Exhausted? No one would blame you - and that's exactly what makes Monuments to an Elegy such a pleasant surprise. At nine songs over an easily digestible 32 minutes, it's the shortest Pumpkins album yet. It's also the sweetest - Corgan fills his guitar-fired synth-rock space jams with lovingly simple lyrics aimed at girls called Gloria and Anaise. For once, his eyes seem to be gazing skyward when he coos lines like, "Ooh, what becomes of us lovers?"
But Monuments' biggest surprise is how at ease Corgan seems with all of this. There's no time wasted on rat-in-a-cage venom, no lyrics spat in disgust - just elegant, well-crafted songs that rock in all the right places. "I feel alright tonight" Corgan sings over the soaring riffs of Monument, setting the tone for an album shimmering with positivity.
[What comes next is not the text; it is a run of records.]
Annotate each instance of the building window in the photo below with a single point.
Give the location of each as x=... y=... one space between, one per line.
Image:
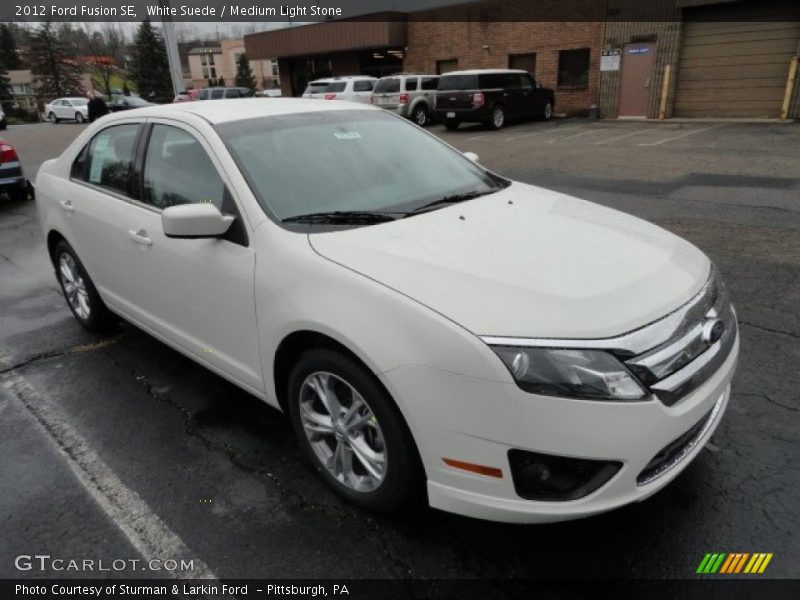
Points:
x=209 y=67
x=445 y=66
x=573 y=68
x=525 y=62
The music's upbeat too: Tiberius kicks things off with a riff Weezer would be proud of, while the fuzzed-out rawk of One and All (We Are) delivers layers of shoegazing drone. And Anti-Hero's classic hooks pay off with a chorus not seen from the Pumpkins since the late 90s.
It's not perfect - Being Beige feels underdone, while Run2Me sounds like an Adore-era castaway that has Phil Collins providing drum fills. And when Corgan overuses the line, "I will bang this drum till my dying day" on Drum + Fife, you get the impression he's not kidding. But even if he can't keep this kind of form up, Monuments to an Elegy is surely the feel-good album of the summer. For Pumpkins fans, that alone is reason enough to celebrate.